Law and 'the right to die': Filling a reservoir with an eye-dropper
Parole chiave:Right to die, Death as a Taboo, Rights and Change of Ethos, Individualism, Choice
If we considered the assortment of cases that, mainly in America and Europe, raised along the years "right to die" claims, the task would frankly not turn out as the easiest: the collection would go from a PVS patient lying for years in a hospital ward to a person diagnosed with a fatal disease requesting a prescription for barbiturates, passing through a quadriplegic affected by a neurodegenerative syndrome, a cronic depressed, an inmate sentenced for having horribly raped and murdered a few women asking for euthanasia to avoid repeating his crimes once out of prison (practically, a self-inflicted death penalty), elderly spouses scared of loneliness if one outlived the other to the point of preferring to die together when they are still reasonably healthy, deaf-born twins resoluted to die together as they lived inseparably, minors dying of an incurable disease, a woman too bothered by the natural decay of body and mind to stand the old age. What would be the core, the intrinsic nature combining all these somehow extreme, though real, calls?

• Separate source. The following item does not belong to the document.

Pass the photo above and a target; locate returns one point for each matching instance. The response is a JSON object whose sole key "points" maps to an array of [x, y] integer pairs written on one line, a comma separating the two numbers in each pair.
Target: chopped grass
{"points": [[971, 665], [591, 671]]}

Our civilization is markedly determined to remove the idea of death, to obliterate it from every public forum. Death is erased – from our houses, from our discourses, from our life – and we do not have a common emotional and cultural vocabulary to cope with it. Eternity has moved back in the popular consciousness, while longevity has come to the fore. In "right to die" claims, then, law is asked to provide something for which it is fatally ill-equipped: to be a comfort to our mortality. Emptying the public, also the private impoverishes in lack of communal and political thinking. Law is asked to fill the void – which is a task as impracticable and inane as filling a reservoir with an eye-dropper.